Reputation: 97
We create a table “bidresponses”, schema like following. CREATE TABLE yp_rtb_new.bidresponses ( time_id bigint, campaignid int, bidid text, adid int, adsize text, appname text, …
PRIMARY KEY (time_id, campaignid, bidid)
) And set the TTL of this table as 3days. We usually insert 20M records per day. We notice a weird thing. In the first 3 days, we could run “select * from bidresponses limit 10”. After the 3rd—mass delete happened because of TTL, when we ran “select * from bidresponses limit 10” , we got time out error; running “select * from bidresponses where time_id=?”,there is no problem. We tried to force compact, it doesn’t help. After restarting cluster, we could run “select * from bidresposnse limit 10” again. Any idea?
Upvotes: 2
Views: 1521
Reputation: 97
Force compact will work, previously I had thought nodetool compact will effect on all hosts of cluster.So some hosts were not compacted. After I compacted table on every host. It works.
Upvotes: 0
Reputation: 1653
I'm guessing Cassandra had to read through a lot of tombstones (data marked for deletion) to find the data. That, and "SELECT * FROM table;" is a full table/multiple partition scan which will cause timeouts, depending on many factors (tombstones, number of nodes, number of partitions etc).

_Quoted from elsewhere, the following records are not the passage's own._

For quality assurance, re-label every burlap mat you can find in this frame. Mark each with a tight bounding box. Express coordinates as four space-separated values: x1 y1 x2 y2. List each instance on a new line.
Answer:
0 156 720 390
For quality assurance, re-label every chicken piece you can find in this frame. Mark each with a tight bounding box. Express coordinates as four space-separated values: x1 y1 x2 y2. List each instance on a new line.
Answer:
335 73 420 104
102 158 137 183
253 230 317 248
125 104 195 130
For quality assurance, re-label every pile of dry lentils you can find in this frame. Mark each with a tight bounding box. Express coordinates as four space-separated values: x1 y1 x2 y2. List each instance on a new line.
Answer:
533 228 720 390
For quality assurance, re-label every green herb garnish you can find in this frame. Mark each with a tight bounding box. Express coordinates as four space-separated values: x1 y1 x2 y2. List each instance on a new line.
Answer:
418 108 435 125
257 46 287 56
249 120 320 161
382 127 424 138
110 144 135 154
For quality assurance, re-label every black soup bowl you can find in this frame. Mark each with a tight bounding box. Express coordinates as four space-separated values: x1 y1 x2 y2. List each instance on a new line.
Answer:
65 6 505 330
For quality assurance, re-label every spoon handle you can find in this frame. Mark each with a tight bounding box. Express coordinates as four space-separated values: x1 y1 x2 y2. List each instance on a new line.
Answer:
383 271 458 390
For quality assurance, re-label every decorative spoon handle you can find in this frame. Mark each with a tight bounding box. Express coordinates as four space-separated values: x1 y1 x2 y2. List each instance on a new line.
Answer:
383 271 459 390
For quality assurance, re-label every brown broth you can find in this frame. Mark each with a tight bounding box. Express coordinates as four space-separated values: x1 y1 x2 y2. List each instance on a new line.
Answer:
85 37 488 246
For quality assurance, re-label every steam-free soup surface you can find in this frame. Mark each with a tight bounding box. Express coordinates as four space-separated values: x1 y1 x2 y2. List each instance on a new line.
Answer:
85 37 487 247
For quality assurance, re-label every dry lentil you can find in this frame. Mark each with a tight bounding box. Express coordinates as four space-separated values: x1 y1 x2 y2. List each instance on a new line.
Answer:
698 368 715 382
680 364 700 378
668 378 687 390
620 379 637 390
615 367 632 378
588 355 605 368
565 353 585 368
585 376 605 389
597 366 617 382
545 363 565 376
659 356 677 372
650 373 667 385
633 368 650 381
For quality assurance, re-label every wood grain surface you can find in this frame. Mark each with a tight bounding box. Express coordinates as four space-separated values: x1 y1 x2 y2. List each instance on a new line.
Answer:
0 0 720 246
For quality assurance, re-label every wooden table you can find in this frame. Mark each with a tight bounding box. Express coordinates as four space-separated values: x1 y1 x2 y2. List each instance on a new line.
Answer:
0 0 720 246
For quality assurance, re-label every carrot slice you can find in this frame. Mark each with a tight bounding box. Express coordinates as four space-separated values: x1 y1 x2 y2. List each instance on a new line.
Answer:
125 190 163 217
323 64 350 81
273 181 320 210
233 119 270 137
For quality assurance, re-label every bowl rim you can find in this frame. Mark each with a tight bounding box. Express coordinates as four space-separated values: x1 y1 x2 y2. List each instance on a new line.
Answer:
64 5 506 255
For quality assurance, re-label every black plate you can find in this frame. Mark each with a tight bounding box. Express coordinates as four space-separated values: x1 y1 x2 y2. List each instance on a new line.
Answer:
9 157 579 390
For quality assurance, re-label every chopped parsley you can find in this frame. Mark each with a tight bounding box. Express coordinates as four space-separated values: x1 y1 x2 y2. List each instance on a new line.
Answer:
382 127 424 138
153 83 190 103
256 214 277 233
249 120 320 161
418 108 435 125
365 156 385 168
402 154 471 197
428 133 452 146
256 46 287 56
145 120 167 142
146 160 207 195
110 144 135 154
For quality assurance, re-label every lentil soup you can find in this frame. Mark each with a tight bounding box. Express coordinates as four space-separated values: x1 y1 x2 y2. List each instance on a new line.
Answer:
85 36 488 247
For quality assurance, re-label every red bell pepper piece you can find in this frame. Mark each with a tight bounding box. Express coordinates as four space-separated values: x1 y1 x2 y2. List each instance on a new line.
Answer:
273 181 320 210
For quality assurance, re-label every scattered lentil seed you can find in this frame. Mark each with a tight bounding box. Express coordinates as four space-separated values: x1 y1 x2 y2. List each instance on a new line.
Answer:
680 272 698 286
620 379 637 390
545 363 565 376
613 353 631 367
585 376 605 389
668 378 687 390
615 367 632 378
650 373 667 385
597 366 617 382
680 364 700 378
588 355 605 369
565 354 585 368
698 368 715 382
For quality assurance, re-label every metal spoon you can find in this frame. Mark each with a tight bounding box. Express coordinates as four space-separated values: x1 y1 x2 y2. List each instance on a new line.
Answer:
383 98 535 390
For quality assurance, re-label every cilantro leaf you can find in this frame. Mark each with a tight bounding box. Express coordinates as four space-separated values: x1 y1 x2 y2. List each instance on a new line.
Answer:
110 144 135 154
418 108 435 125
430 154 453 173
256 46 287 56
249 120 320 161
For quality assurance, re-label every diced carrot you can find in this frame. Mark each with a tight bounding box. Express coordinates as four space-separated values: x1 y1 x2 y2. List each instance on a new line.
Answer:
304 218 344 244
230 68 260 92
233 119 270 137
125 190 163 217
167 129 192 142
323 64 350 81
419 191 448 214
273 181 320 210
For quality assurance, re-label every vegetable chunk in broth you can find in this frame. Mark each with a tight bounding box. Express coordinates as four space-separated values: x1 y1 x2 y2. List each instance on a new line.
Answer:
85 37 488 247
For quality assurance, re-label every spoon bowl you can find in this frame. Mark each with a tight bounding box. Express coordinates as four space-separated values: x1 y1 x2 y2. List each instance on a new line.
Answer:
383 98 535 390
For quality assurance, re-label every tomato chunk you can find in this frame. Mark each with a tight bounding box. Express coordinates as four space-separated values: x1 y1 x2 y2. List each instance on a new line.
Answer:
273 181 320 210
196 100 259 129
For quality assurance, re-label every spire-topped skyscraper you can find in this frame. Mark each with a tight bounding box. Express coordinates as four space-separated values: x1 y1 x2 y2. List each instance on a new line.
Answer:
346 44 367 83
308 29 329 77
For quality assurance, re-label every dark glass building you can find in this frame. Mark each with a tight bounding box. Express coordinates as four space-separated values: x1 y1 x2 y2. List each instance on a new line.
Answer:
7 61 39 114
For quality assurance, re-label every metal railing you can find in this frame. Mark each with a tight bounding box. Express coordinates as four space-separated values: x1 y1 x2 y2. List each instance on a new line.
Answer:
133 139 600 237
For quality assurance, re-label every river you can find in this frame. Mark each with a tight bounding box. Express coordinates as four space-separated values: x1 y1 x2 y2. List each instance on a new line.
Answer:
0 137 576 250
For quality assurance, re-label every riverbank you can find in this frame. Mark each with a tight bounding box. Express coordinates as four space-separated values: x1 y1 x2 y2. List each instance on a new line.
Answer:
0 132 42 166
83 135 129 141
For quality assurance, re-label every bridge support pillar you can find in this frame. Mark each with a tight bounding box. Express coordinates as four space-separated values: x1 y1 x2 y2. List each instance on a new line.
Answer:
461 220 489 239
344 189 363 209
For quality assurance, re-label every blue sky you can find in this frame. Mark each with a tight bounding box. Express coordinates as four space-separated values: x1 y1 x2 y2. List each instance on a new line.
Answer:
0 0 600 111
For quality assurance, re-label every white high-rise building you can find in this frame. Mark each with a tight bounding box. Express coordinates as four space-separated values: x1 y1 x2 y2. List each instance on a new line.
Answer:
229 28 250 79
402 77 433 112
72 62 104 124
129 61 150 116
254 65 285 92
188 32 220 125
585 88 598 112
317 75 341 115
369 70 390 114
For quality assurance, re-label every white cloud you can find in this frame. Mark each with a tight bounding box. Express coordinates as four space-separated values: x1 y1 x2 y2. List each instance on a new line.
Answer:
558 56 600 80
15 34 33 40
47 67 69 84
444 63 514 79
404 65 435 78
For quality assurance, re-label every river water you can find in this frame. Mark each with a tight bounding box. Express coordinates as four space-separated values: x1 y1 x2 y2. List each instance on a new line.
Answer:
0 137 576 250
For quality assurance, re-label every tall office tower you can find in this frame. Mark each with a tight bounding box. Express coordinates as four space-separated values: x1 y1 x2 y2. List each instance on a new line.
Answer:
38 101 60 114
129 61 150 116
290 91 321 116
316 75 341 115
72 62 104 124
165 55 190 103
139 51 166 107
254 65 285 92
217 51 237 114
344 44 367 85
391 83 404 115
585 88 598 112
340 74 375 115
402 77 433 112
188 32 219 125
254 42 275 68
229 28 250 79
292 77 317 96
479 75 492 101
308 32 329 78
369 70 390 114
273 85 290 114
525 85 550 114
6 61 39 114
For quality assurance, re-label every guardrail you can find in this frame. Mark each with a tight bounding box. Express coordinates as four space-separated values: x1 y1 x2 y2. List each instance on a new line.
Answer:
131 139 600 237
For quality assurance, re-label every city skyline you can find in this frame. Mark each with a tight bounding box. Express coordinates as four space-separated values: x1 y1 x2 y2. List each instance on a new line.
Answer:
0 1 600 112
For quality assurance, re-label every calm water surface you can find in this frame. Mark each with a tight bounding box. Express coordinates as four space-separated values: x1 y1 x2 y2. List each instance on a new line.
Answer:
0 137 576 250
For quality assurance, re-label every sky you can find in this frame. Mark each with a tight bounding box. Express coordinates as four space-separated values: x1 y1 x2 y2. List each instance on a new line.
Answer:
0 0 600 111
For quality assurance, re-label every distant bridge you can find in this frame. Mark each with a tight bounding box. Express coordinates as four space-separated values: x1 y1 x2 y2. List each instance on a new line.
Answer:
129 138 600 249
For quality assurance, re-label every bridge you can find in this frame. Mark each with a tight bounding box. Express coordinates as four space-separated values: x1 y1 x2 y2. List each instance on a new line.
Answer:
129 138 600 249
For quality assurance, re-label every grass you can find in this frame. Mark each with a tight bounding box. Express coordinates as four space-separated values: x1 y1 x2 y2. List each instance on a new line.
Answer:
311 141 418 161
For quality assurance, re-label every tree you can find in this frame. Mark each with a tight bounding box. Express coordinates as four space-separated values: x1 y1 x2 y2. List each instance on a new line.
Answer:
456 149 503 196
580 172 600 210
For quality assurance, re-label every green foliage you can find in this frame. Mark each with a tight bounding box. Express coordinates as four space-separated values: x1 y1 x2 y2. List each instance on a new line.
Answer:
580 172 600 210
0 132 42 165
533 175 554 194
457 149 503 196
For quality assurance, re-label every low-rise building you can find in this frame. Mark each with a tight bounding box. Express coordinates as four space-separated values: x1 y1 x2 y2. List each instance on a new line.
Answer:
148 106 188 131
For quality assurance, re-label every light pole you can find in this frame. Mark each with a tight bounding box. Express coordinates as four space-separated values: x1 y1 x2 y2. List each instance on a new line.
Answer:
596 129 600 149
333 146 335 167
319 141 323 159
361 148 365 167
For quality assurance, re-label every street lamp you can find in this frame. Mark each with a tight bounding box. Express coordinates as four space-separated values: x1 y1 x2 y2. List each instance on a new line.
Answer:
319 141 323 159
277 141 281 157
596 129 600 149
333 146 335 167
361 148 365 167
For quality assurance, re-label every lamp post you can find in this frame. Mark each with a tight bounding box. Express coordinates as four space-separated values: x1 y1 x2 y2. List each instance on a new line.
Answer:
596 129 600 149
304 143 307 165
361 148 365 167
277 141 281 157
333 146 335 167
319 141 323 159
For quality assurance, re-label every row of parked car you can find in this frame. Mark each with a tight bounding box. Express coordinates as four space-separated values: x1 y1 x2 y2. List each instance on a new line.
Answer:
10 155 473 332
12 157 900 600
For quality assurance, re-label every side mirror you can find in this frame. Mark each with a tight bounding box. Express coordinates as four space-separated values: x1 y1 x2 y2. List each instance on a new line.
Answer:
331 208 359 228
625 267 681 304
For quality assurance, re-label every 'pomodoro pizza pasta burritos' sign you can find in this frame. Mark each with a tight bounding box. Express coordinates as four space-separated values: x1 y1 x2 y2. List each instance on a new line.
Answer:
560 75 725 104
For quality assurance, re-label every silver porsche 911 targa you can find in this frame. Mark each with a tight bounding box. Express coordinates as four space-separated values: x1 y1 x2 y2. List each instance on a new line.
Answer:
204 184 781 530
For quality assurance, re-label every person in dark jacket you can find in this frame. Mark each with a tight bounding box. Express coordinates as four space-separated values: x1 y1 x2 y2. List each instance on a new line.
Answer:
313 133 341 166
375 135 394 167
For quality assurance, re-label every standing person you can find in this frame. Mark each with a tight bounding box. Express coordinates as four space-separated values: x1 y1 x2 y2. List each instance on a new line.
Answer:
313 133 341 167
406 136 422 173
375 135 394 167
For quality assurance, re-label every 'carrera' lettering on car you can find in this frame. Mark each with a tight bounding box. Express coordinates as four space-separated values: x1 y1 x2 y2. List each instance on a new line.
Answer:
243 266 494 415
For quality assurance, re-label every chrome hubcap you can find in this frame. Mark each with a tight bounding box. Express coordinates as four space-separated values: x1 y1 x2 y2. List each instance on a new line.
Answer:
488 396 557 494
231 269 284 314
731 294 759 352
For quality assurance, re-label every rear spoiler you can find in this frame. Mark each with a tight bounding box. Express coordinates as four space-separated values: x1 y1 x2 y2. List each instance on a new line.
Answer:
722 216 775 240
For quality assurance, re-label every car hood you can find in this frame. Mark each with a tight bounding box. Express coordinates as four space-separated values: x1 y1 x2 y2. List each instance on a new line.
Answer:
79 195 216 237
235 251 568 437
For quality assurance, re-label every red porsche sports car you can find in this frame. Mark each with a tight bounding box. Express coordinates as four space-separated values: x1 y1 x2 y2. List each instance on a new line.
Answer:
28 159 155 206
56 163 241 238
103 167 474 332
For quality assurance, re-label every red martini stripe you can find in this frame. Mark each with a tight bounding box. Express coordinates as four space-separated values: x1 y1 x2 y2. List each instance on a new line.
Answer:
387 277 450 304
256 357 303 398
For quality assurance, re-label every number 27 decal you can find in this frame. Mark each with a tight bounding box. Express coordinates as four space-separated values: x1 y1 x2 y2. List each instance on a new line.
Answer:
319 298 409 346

When you specified 'time_id=?', you told Cassandra exactly what partition you wanted which means fewer/no network hops and seeks to find the data.
I found these articles to be particularly helpful and relevant: http://www.datastax.com/dev/blog/basic-rules-of-cassandra-data-modeling https://lostechies.com/ryansvihla/2014/10/20/domain-modeling-around-deletes-or-using-cassandra-as-a-queue-even-when-you-know-better/
And now that Cassandra has a date based compaction strategy (date tiered compaction strategy) - you can do some smart modeling around deletes using that as well. http://www.datastax.com/dev/blog/datetieredcompactionstrategy
Upvotes: 2